5.11 Key Implementation Decisions
| Decision | Options | Recommendation | Rationale |
|---|---|---|---|
| Integration | Euler / RK4 | RK4 | Improved stability |
| Control law | PD / PID | PD+small I | Simpler tuning |
| Saturation handling | clamp / back-calc | clamp | Easy and effective |
6. Testing Strategy
6.1 Test Categories
| Category | Purpose | Examples |
|---|---|---|
| Unit Tests | PID math | known inputs |
| Integration Tests | Step response | 5 deg step |
| Edge Case Tests | Saturation | 20 deg step |
6.2 Critical Test Cases
- Small step: stable response, low overshoot.
- Large step: saturation handled with anti-windup.
- Disturbance: controller rejects constant torque.
6.3 Test Data
configs/nominal.json
configs/high_disturbance.json
7. Common Pitfalls & Debugging
7.1 Frequent Mistakes
| Pitfall | Symptom | Solution |
|---|---|---|
| No normalization | Attitude drift | Normalize quaternion |
| Integral windup | Huge overshoot | Clamp integral |
| Poor tuning | Oscillation | Lower Kp, raise Kd |
7.2 Debugging Strategies
- Plot torque commands and wheel speeds.
- Check stability with smaller dt.
7.3 Performance Traps
None; focus on stability and correct physics.
8. Extensions & Challenges
8.1 Beginner Extensions
- Add 2-axis control only (reduced complexity).

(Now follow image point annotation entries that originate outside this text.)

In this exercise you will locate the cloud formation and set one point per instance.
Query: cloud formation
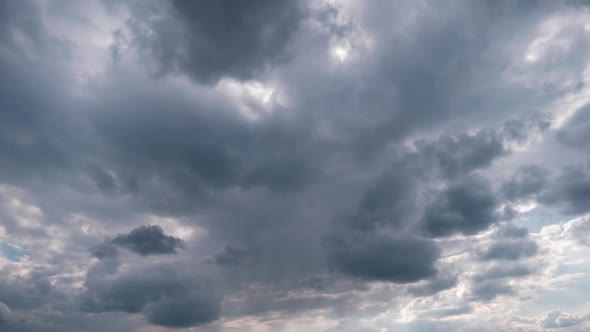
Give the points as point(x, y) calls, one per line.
point(294, 165)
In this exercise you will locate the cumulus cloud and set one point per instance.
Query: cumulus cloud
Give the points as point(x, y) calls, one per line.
point(147, 240)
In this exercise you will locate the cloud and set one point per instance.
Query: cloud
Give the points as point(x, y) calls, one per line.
point(299, 190)
point(148, 240)
point(164, 297)
point(466, 207)
point(528, 181)
point(383, 257)
point(215, 39)
point(557, 319)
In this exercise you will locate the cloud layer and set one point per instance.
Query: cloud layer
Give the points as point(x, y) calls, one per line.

8.2 Intermediate Extensions
- Add momentum dump event simulation.
8.3 Advanced Extensions
- Design LQR controller and compare to PID.
9. Real-World Connections
9.1 Industry Applications
- Reaction wheel control in Earth observation satellites.
- Attitude stabilization in scientific missions.
9.2 Related Open Source Projects
- cFS attitude control examples.
- Orekit attitude dynamics modules.
9.3 Interview Relevance
- Demonstrates control theory applied to real systems.
10. Resources
10.1 Essential Reading
- Wertz, Spacecraft Attitude Determination and Control.
- Astrom & Murray, Feedback Systems.
10.2 Video Resources
- Control systems lectures (MIT OpenCourseWare).
10.3 Tools & Documentation
- numpy, matplotlib for simulation.
10.4 Related Projects in This Series
11. Self-Assessment Checklist
11.1 Understanding
- I can derive Euler’s equation for rigid body rotation.
- I can explain PID tuning tradeoffs.
- I can describe momentum saturation effects.
11.2 Implementation
- Controller stabilizes attitude within required time.
- Saturation and anti-windup behave correctly.
- Deterministic outputs with fixed dt.
11.3 Growth
- I can propose a momentum dumping strategy.
12. Submission / Completion Criteria
Minimum Viable Completion:
- PD controller stabilizes attitude for small steps.
Full Completion:
- PID with anti-windup and saturation handling.
Excellence (Going Above & Beyond):
- Compare PID to LQR or add momentum dump modeling.